Can knowledge management be outsourced?

A small but growing numbers of executives seem to think so. Realizing that they need to capture and share knowledge within their organizations but lacking the time, expertise and money to develop their own systems, executives are turning to an application service provider (ASP) that specializes in knowledge management. And many are finding that outsourcing KM is the fastest, most direct and usually least expensive way to enjoy benefits such as increased community, online information exchange and online collaboration.

Transora, a Chicago-based business-to-business (B2B) exchange for the consumer packaged goods (CPG) industry, is only a few months old. Needing to build online communities, this start-up chose to outsource the project to Communispace Inc., a KM ASP in Cambridge, Mass. "We don't build experts in communities here," says Laurie David, Transora's chief human resources officer. "I'd much rather have them worry about it than me."

"If you want to access knowledge, people, best practices and ideas from people who may not work in your work site," says David, "an ASP is an excellent way to facilitate that."

Faster and Cheaper

ASPs of all kinds are attracting attention because they can simplify the introduction of a new application, which is accessible through a Web browser, for a fraction of the cost of owning, operating and maintaining it internally. Yet 87 percent of 131 respondents to an ASP usage survey conducted by Zona Research Inc., a market research company in Redwood City, Calif., said that their primary reason for choosing an ASP was that it helped them to focus on strategic business objectives.

Cost finished a close second. According to Zona, 85.5 percent of survey participants cited total cost of application ownership as a motivator, while 84.7 percent say that ASP outsourcing enables their organizations to implement new applications more quickly. The study also notes that additional incentives for choosing ASPs include freeing IT resources for other tasks, reducing or eliminating administration chores and enabling remote access to applications.

The number of ASPs overall has grown rapidly, from 200 providers in mid-1999 to more than 1,200 at the end of year 2000, according to David Boulanger, enterprise management systems service director with AMR Research in Cambridge, Mass.
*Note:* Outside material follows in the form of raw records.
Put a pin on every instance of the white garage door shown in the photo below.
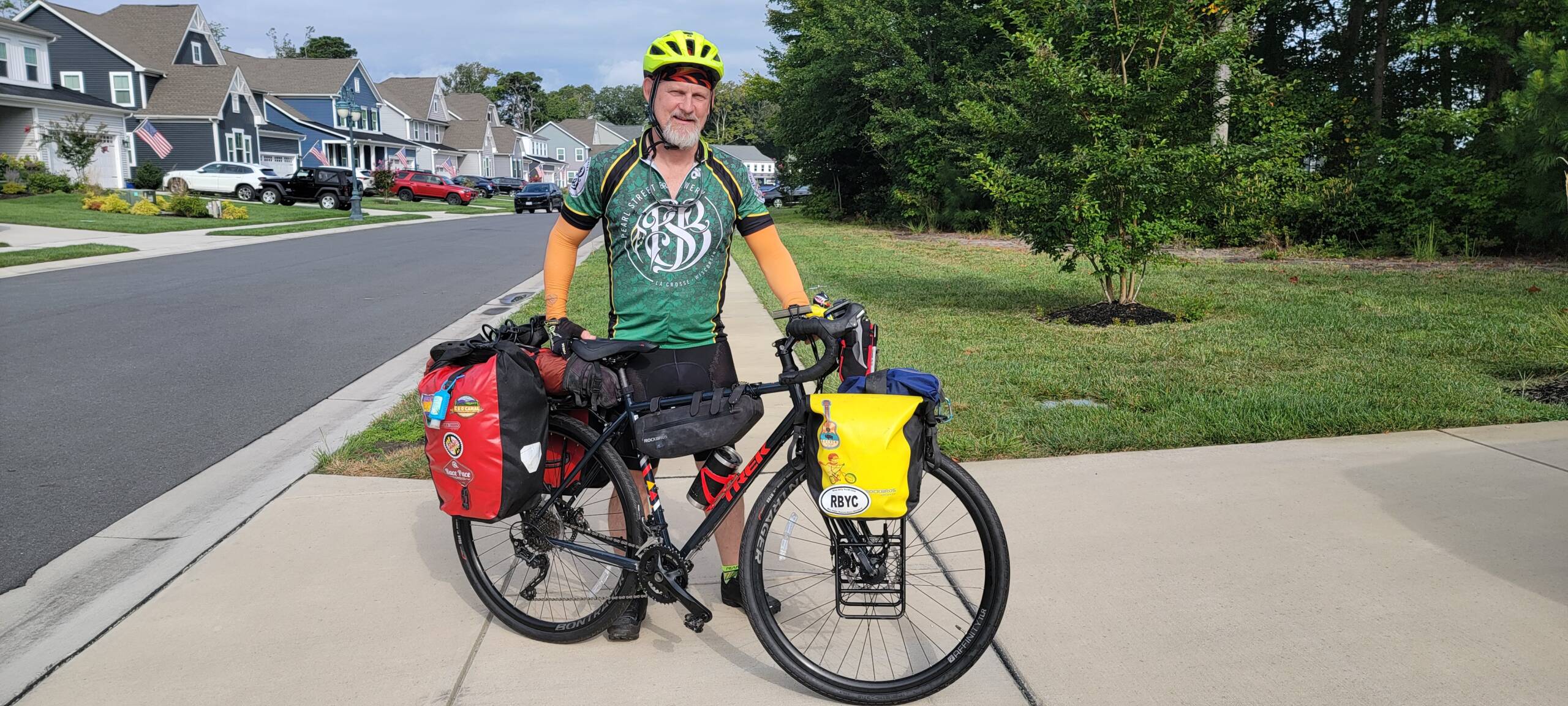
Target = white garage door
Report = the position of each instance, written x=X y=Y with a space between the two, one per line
x=283 y=164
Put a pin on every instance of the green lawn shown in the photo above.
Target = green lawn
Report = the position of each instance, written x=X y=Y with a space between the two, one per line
x=1269 y=352
x=317 y=225
x=65 y=211
x=435 y=206
x=1259 y=355
x=63 y=253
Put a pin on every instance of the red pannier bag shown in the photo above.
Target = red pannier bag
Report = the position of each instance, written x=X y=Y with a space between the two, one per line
x=488 y=447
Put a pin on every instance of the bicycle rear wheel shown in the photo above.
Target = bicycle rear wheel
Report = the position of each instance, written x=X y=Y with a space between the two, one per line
x=885 y=611
x=538 y=589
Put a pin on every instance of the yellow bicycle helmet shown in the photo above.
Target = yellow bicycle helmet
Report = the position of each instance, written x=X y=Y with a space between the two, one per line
x=682 y=48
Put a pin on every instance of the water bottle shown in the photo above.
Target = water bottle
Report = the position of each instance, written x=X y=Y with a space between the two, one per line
x=714 y=476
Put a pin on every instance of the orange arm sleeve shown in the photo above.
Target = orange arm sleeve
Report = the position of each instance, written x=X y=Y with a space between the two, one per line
x=777 y=265
x=560 y=262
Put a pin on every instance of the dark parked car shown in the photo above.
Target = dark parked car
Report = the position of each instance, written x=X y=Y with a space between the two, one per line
x=479 y=184
x=508 y=184
x=535 y=197
x=328 y=186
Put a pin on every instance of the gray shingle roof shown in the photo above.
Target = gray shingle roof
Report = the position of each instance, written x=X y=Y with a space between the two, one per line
x=410 y=94
x=744 y=153
x=290 y=77
x=18 y=27
x=148 y=34
x=192 y=90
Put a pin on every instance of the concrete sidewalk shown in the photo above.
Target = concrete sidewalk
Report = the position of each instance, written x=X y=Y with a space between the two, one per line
x=1420 y=567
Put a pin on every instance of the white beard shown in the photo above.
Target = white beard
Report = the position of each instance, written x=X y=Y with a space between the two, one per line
x=679 y=137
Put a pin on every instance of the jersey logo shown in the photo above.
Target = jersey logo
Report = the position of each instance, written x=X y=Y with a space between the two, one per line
x=670 y=237
x=579 y=183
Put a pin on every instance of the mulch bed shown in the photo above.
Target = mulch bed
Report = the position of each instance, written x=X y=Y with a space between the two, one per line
x=1109 y=313
x=1555 y=393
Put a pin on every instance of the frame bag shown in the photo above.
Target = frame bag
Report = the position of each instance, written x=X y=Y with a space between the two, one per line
x=867 y=452
x=486 y=415
x=696 y=427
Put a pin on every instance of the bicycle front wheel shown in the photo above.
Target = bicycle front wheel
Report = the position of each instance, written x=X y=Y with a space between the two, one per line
x=877 y=611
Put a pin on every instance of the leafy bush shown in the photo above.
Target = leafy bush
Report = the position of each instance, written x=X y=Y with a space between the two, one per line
x=113 y=205
x=46 y=183
x=148 y=176
x=189 y=206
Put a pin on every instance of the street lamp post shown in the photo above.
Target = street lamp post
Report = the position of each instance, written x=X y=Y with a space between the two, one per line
x=350 y=113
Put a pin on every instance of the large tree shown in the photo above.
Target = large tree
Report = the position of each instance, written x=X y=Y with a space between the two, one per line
x=328 y=46
x=518 y=94
x=468 y=77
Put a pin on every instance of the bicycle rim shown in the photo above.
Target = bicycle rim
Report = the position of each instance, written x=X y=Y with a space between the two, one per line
x=541 y=590
x=954 y=590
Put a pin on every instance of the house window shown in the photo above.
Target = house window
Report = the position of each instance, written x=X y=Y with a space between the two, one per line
x=30 y=59
x=119 y=88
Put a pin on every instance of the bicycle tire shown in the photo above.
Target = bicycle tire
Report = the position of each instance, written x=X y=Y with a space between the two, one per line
x=514 y=617
x=944 y=669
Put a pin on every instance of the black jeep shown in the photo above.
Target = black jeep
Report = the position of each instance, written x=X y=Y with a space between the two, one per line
x=328 y=186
AMR predicts that the ASP market will reach $4.7 billion in value by 2004. The most common applications that ASPs offer include hosting of Web sites and e-commerce, and enterprise resource planning (ERP), customer relationship management (CRM) and supply chain management (SCM) applications. KM applications are relatively new in the ASP arena and are still in the early stages of adoption. Analysts have yet to break out KM applications as a separate part of the market.

The slow takeoff of knowledge management as an ASP competence probably stems from the fact that KM itself is still a developing discipline, as are its technology enablers. Moreover, KM requires not just application expertise but also an understanding of company cultural practices and an in-depth knowledge of the vertical market the customer competes in.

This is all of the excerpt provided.